The pressures of growth come in the form of demand for natural resources, forests, water, and the lifestyle we still enjoy. The undeniable truth is that if we are serious about maintaining our quality of life, the quality of our water, and the quality of our natural resources, If we want our grandchildren (in 40 short years) to have deer, bears, eagles and other wildlife living freely, then we have to start managing roads Today.
When, where and why roads are being built is a fundamental question that will impact our future and the ecosystem we depend on. If we only ever add roads, and never remove them, then the inevitable result is the end of wilderness, and the end of St'at'imc culture that depends on our ecosystems. And this is true for forestry roads as well as public roads because any road increases human and predator access, and fragments the territories of wildlife.

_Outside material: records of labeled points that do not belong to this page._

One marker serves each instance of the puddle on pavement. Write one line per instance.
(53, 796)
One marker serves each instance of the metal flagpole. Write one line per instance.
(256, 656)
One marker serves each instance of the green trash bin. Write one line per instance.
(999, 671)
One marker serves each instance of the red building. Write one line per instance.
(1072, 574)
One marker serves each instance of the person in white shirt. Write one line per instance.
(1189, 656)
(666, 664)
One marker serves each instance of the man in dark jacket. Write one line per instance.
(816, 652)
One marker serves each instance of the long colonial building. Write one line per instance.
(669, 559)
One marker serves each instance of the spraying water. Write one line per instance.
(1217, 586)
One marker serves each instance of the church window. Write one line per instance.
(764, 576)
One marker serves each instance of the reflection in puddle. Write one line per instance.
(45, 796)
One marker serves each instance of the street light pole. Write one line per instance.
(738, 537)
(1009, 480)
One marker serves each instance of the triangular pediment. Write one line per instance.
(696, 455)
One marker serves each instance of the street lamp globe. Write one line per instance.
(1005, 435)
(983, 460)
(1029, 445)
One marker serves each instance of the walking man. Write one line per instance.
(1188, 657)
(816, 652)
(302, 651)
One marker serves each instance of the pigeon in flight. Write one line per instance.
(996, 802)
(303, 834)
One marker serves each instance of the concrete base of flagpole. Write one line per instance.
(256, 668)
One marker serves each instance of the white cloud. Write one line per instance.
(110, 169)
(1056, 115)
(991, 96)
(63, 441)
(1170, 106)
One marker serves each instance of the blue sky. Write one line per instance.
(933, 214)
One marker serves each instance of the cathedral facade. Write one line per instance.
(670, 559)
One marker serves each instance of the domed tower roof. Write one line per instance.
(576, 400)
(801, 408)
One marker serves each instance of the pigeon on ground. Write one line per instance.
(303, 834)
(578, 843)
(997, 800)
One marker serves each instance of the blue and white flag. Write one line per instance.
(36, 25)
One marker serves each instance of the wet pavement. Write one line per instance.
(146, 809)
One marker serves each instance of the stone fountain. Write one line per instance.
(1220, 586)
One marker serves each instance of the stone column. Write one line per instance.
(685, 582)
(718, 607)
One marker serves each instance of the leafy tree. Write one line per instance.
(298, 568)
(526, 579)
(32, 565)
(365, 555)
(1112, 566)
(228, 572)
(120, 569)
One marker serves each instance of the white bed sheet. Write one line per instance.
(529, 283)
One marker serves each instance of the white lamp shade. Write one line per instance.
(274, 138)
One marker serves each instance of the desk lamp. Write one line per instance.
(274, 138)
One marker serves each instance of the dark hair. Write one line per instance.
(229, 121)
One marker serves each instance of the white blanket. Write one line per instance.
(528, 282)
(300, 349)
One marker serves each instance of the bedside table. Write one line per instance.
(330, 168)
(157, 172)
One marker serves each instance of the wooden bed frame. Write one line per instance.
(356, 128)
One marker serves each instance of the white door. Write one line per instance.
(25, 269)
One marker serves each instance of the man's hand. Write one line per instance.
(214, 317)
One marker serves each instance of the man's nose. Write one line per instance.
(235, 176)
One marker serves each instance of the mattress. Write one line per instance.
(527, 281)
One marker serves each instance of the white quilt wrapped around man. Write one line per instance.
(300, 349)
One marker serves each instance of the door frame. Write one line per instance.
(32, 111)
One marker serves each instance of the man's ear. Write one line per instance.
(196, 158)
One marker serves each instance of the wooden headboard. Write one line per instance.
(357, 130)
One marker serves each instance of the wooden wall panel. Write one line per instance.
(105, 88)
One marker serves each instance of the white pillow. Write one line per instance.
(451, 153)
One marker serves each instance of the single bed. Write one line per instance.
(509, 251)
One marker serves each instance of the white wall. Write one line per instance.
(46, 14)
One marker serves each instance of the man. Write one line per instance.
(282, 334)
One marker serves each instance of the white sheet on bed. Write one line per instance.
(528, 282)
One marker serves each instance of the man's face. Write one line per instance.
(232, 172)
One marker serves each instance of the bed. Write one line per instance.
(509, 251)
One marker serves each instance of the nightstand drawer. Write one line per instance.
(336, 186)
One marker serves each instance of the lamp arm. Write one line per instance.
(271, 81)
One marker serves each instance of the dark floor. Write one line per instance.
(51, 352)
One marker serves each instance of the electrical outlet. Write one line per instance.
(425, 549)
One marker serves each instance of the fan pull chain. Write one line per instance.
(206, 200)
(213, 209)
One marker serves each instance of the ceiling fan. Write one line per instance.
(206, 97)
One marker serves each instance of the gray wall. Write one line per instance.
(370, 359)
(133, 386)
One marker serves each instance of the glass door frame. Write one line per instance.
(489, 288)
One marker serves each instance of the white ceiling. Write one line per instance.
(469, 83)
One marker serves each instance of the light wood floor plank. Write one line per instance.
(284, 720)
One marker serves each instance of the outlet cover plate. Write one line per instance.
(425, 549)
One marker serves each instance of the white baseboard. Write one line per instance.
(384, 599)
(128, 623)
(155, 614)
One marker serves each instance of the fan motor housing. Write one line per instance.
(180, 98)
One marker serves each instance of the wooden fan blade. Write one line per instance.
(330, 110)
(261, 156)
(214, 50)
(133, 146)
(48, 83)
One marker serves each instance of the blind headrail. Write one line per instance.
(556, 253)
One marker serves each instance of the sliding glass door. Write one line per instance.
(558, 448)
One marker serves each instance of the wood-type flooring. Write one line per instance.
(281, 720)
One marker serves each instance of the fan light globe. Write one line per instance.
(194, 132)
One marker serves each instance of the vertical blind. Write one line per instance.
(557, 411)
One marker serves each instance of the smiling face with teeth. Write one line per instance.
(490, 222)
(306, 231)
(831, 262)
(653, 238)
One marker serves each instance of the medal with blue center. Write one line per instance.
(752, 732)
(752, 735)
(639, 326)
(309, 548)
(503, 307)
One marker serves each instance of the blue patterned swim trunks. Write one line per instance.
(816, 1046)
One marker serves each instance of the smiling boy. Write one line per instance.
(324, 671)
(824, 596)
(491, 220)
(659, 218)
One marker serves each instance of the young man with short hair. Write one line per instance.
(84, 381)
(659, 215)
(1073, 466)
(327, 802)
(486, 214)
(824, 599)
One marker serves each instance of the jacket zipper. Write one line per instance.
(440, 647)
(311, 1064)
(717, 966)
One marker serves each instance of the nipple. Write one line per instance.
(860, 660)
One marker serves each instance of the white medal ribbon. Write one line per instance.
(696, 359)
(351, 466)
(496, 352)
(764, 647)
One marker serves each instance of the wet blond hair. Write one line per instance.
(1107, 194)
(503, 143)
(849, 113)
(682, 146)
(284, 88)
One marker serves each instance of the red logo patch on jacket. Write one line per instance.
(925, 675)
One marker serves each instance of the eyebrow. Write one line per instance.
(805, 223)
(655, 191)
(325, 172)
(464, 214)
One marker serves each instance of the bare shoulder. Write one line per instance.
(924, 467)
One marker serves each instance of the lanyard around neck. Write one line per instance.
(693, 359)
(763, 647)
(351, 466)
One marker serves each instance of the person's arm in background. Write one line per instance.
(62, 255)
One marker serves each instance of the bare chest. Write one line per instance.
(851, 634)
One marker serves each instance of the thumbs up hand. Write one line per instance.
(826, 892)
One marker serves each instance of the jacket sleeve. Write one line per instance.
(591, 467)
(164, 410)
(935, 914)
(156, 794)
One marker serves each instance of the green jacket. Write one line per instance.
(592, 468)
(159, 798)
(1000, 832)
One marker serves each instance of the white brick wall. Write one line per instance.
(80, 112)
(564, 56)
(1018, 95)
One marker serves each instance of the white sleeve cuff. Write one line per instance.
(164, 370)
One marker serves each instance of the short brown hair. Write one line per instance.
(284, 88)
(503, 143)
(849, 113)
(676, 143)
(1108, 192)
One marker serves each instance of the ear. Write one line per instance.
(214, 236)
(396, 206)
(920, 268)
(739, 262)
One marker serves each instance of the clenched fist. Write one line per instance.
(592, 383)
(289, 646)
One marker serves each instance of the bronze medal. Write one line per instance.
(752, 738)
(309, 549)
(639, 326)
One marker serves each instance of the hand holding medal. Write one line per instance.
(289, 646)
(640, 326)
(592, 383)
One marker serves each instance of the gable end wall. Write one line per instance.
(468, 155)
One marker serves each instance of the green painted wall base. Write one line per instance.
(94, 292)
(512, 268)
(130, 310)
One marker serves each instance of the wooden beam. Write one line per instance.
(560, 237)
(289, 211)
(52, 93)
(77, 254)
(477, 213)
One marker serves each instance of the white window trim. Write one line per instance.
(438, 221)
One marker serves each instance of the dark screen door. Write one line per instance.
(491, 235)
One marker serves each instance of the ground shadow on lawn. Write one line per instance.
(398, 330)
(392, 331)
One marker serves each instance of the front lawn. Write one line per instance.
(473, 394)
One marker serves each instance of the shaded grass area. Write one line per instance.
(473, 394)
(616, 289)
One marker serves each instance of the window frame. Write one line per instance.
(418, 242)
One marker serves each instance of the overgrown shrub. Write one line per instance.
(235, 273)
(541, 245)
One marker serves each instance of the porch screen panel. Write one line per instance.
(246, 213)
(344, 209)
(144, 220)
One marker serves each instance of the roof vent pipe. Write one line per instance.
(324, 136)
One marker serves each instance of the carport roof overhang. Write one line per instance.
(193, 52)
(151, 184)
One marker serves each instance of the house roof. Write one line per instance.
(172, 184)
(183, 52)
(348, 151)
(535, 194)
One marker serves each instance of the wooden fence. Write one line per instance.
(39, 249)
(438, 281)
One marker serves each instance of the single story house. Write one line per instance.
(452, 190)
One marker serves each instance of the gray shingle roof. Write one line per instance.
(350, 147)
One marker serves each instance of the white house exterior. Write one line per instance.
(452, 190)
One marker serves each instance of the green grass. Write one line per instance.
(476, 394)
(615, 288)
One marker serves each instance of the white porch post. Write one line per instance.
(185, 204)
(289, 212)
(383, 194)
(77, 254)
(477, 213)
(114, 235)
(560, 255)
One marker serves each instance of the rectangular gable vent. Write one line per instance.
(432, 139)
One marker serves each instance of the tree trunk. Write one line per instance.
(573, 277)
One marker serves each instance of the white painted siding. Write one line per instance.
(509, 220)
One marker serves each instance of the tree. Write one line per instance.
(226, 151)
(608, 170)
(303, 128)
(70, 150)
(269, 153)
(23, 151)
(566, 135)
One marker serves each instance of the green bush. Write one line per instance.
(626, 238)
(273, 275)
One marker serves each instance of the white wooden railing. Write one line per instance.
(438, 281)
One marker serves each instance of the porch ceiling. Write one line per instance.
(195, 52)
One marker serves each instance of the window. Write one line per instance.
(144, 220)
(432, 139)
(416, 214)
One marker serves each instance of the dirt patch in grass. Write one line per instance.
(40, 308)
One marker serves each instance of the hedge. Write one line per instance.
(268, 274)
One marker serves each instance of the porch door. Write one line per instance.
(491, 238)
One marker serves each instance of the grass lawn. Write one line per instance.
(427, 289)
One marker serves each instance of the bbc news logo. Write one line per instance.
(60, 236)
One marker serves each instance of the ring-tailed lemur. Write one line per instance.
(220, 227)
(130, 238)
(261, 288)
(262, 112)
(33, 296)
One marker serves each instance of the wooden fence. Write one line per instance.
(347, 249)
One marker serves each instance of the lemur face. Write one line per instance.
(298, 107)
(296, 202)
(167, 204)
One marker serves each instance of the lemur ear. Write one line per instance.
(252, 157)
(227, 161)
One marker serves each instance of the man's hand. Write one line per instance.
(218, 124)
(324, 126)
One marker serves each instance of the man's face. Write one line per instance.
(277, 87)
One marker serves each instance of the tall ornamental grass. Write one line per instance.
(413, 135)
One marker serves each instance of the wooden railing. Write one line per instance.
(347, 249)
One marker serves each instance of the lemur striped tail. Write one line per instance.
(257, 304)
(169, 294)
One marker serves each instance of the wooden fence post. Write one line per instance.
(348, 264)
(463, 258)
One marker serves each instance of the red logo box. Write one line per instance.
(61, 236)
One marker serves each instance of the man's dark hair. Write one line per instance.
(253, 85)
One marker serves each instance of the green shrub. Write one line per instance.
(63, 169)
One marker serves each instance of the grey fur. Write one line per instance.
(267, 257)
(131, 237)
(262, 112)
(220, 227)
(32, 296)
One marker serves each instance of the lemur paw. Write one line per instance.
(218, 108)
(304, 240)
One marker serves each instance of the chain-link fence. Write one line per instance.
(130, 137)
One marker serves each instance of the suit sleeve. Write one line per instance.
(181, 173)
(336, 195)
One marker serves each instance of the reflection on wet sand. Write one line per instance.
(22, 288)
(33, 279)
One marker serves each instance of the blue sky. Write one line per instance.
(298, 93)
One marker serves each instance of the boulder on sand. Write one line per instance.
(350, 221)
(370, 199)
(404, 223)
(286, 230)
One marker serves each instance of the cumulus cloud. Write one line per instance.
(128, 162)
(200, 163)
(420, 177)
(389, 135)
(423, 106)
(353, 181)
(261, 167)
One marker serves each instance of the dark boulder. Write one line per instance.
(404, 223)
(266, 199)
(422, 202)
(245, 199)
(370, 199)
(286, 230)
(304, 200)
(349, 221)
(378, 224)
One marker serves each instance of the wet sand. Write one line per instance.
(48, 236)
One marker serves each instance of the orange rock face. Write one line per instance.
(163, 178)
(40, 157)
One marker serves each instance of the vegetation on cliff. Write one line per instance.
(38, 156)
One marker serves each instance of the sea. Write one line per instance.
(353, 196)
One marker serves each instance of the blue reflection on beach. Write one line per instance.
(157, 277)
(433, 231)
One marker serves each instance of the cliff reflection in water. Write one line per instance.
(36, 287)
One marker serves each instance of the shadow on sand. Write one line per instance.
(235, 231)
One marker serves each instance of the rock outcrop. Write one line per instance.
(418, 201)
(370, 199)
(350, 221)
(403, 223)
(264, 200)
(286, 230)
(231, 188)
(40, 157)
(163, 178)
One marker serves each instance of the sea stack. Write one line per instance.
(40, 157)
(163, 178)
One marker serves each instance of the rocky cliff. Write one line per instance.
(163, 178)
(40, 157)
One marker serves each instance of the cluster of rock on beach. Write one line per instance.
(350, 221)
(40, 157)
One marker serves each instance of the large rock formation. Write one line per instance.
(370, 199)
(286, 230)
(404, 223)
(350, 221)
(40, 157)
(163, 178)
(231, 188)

Globally, as road density increases, wildlife species decline and natural ecosystems fail. A 2009 article by Fahrig and Rytwinski, published in the journal Ecology and Society reviewed the effects of road and traffic on the health of over 131 species worldwide. They found the majority of species were negatively impacted by roads and described four categories. There are: 1) species that are attracted to roads but unable to avoid cars (e.g. deer), 2) species with large movement ranges and low reproductive rates that are impacted if their territory is fragmented (e.g, Grizzly bears), 3) small animals that avoid roads, and 4) small animals that do not avoid roads but are unable to avoid traffic (e.g. grouse). The authors suggest there is strong evidence supporting the need to mitigate the effects of roads on wildlife.
With the road network in St'at'imc territory, and surrounding area, expanding each year, and with the ongoing failure to mitigate the impacts of existing roads, we are rapidly losing the opportunity to preserve our remaining wilderness. We are beginning to explore these issues for the Territory by reducing the impacts of roads. What are the cumulative effects of roads on the Mule deer, Grizzly bear and water? Can we adopt a 'no net gain' in access approach, such that each new road is compensated by closing an equivalent type of road somewhere nearby? It is only by managing for the consequences of roads that we will prevent St'at'imc Territory being unable to support St'at'imc culture in our grandchildren's lives.